A game about a robot becoming a journalist feels a bit on the nose right now, in the midst of stories about writers being replaced by AI. But Ben Gelinas, director of Times & Galaxy, says it was never his intention to make a point about the rise of artificial intelligence. The intention was to focus on journalism itself. “You can’t write for everybody, and I’m trying to show that.”
You play as Reporterbot, the first ever robot reporter for the Times & Galaxy, a space “holopaper” that’s produced aboard a starship. On your first day as an intern, you’re sent to investigate a shuttle crash, and after interviewing witnesses and poking around for clues, you have to decide how to write up the story. Do you go for a sensationalist angle? Focus on the human (read: alien) interest? Or do you produce an informational story, merely giving the facts?
“I wanted to bring in some of the ethical and creative choices that are required of reporting … you’re gathering information, but how you portray what happened, what you choose to focus on, that’s up to the journalist to decide,” says Gelinas. Going down the more sensationalist route will up the paper’s readership, but may tarnish your reputation. Other characters might be less willing to speak to you if they think you’re a tabloid muckraker. But the informational angle could lose readers despite boosting your standing as a purveyor of the truth. “I had a colleague who called those kinds of stories ‘broccoli’,” says Gelinas. “You didn’t want to read them, but you had to because they were good for your health.”
Gelinas is coming at Times & Galaxy from a position of hard-won experience. He always wanted to be a journalist (“Games were my obsessive hobby, but I never saw it as a career”), and spent nearly three years working as a crime reporter at the Edmonton Journal in Canada. But the constant horror of covering homicides and interviewing victims’ families became too much. “Eventually it caught up to me, emotionally and mentally.”
He asked to be moved over to the arts section of the paper for some respite, and while he was there, he got a call from BioWare. They were looking for an editor to wrangle the increasingly knotty Dragon Age lore into shape. Gelinas ended up spending nearly six years at the company, doing more and more writing in addition to editing, and working on games like Mass Effect: Andromeda.
He left to become an indie-game developer in 2017, and thought about making Times & Galaxy then, but reasoned it would be too ambitious for a debut. “I decided I would cut my teeth on a much smaller game,” he says, which ended up as 2018’s wonderfully quirky Speed Dating for Ghosts. “I think you can make a video game about anything,” he says. “And a lot of avenues haven’t really been explored in the same level of detail that you see in other mediums.”
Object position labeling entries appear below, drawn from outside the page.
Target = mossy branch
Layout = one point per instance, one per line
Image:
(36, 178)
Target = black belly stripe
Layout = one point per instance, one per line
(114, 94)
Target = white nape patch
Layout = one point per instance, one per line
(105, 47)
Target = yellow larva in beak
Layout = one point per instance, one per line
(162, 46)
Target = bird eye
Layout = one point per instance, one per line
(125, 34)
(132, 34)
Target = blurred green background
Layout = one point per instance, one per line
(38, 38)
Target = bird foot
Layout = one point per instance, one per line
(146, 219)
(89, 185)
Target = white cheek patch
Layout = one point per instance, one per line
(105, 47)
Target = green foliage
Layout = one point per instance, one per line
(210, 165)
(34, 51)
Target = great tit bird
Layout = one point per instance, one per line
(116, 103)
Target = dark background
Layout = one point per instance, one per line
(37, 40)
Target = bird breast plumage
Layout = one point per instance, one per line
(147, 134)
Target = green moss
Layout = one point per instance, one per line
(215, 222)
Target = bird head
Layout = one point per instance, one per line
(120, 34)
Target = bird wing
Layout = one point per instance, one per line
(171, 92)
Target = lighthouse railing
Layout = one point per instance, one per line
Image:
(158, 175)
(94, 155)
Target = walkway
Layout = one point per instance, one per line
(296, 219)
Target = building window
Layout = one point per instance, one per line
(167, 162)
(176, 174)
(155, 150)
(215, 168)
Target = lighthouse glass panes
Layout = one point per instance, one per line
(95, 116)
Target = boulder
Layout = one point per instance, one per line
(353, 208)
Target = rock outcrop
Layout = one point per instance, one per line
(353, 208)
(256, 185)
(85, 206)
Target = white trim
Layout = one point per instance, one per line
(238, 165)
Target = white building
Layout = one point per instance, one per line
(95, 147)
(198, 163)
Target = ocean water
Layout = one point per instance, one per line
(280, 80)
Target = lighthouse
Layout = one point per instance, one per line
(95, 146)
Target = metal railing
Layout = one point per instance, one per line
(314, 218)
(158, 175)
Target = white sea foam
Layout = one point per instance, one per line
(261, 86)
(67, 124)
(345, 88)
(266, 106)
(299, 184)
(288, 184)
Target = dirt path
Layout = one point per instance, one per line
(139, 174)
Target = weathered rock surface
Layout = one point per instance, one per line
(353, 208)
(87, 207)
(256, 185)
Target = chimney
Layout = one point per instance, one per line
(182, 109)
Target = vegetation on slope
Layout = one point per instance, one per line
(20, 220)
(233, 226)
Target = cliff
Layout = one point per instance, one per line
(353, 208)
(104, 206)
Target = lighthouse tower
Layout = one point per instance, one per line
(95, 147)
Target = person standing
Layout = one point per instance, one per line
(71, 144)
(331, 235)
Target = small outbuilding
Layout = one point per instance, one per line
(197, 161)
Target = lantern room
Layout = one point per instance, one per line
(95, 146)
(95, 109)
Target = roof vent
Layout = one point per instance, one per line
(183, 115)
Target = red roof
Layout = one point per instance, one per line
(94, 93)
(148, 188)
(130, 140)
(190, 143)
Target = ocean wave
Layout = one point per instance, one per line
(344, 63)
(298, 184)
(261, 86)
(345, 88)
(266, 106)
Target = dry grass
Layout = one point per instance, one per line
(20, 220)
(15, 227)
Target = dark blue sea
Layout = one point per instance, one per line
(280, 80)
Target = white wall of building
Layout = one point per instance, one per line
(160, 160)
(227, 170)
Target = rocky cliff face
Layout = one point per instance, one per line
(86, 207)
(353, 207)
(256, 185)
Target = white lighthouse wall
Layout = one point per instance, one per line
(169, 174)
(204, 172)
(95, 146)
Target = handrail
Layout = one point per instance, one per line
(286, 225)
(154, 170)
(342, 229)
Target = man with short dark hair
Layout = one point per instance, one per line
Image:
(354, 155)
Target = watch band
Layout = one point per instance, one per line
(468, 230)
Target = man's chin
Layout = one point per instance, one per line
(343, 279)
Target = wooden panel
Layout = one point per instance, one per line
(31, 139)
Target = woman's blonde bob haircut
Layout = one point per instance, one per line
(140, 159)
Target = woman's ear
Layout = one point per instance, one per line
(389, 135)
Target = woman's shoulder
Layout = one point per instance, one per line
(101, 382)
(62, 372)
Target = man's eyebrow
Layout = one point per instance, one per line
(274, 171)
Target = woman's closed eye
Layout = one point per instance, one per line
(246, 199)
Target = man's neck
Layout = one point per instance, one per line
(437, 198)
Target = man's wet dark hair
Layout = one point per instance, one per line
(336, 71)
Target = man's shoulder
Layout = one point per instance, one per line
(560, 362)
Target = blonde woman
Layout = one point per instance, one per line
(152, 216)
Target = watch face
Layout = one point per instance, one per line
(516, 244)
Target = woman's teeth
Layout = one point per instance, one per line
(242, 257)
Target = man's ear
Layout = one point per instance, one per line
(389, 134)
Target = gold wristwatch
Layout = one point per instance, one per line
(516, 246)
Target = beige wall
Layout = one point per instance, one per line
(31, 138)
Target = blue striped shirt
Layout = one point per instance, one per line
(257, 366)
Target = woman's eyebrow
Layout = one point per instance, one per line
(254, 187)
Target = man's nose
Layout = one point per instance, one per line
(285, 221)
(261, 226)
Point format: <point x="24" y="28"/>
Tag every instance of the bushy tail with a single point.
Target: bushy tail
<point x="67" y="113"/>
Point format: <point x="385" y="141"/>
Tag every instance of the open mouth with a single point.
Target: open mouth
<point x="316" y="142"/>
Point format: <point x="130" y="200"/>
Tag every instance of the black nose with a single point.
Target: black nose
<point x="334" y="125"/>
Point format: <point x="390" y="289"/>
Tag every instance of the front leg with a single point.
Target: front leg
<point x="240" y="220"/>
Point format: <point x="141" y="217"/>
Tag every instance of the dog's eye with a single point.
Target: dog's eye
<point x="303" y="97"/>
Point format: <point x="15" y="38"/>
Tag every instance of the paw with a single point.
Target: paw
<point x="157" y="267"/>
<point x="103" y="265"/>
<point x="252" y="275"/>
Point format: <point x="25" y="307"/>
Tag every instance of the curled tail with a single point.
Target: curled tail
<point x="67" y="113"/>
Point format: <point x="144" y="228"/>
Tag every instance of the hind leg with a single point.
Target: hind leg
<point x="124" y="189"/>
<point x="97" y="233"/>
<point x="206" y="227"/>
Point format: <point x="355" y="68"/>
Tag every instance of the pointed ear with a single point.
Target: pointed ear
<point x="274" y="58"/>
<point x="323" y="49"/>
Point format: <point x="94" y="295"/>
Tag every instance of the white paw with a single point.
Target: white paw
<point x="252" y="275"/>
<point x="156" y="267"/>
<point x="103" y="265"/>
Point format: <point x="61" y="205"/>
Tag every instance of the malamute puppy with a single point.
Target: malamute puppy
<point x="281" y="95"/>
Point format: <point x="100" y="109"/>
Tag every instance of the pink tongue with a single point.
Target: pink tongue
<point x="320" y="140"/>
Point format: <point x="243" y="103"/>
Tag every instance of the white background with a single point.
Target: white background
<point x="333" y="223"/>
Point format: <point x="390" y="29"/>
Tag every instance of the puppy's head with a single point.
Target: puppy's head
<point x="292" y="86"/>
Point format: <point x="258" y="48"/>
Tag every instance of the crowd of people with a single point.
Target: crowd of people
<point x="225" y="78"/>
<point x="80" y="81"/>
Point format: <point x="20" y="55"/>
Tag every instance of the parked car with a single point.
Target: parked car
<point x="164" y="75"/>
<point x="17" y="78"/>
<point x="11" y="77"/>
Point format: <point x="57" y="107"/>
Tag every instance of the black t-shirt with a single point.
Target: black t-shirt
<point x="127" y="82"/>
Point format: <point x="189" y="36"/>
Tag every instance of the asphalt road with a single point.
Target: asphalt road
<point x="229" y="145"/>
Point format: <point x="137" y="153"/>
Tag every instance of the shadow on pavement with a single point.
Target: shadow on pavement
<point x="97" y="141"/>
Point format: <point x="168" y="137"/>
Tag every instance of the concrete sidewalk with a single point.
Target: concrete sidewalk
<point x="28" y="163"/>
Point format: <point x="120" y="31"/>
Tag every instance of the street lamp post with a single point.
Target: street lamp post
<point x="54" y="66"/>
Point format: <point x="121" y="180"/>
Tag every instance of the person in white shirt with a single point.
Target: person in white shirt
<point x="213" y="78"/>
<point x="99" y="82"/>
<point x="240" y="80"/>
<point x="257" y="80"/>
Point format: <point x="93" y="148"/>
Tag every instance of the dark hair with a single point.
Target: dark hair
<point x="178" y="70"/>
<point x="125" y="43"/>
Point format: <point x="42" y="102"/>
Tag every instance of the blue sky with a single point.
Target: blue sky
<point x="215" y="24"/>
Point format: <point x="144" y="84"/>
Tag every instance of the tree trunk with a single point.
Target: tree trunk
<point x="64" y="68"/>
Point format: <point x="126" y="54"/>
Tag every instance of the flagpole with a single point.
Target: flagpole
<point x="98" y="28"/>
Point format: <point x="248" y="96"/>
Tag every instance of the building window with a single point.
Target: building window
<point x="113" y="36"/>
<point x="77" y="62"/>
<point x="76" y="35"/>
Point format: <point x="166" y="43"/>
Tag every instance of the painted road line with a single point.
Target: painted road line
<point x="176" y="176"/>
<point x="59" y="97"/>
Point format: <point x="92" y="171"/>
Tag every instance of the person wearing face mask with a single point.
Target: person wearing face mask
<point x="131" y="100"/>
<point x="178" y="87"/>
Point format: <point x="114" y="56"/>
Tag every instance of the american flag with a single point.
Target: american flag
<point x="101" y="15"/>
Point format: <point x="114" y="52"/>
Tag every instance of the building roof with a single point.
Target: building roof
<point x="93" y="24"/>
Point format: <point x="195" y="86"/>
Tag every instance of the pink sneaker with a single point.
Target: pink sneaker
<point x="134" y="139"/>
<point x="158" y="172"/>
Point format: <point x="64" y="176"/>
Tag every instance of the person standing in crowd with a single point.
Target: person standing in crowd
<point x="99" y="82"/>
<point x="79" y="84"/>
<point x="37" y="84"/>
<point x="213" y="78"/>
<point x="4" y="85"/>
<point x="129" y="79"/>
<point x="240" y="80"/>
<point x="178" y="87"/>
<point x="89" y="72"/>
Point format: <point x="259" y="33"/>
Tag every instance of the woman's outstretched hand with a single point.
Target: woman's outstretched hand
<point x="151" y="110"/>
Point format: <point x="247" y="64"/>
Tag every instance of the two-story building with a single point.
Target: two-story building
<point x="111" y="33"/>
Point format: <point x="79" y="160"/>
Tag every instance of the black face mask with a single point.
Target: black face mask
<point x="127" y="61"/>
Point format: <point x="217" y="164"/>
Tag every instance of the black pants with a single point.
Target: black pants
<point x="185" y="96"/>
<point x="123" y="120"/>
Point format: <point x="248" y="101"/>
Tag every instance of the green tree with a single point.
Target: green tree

Despite its outlandish setting, Times & Galaxy tries to nail the nuts and bolts of reporting, and especially the less exciting aspects of covering local news as a lowly intern, being sent to write stories about cat shows and county fairs. But that’s where the space setting adds a splash of colour. “We have our cat show, but it’s all alien, weird cats,” says Gelinas. “And their definition of ‘cat’ is very loose.”
There’s a liberal dose of comedy. “Even though I’ve written about a lot of grisly things, I didn’t want to bring a lot of that into this,” says Gelinas, who notes that the game has been particularly influenced by The Jetsons, Futurama and Adventure Time. But there’s also a bit of Star Trek: The Next Generation in there (Gelinas is a big Commander Data fan), in the sense that it’s a show about a group of characters interacting with each other at work, where work happens to be in space. “We wanted to bring the same vibe: so it’s not so much a game about journalism, it’s a game about aliens and robots who do journalism.”
Most of all, Times & Galaxy is about people, whether they are humans, robots or aliens, and how your choices as a writer can affect the relationships between them. It’s about how the pen is preferable to the sword. “Most of the games I’ve worked on, you have to kill people to get to those relationships and stories,” says Gelinas. “I wanted to make a game where you had a really good reason to go out and explore the world, and meet people, and go on adventures, without necessarily killing them.”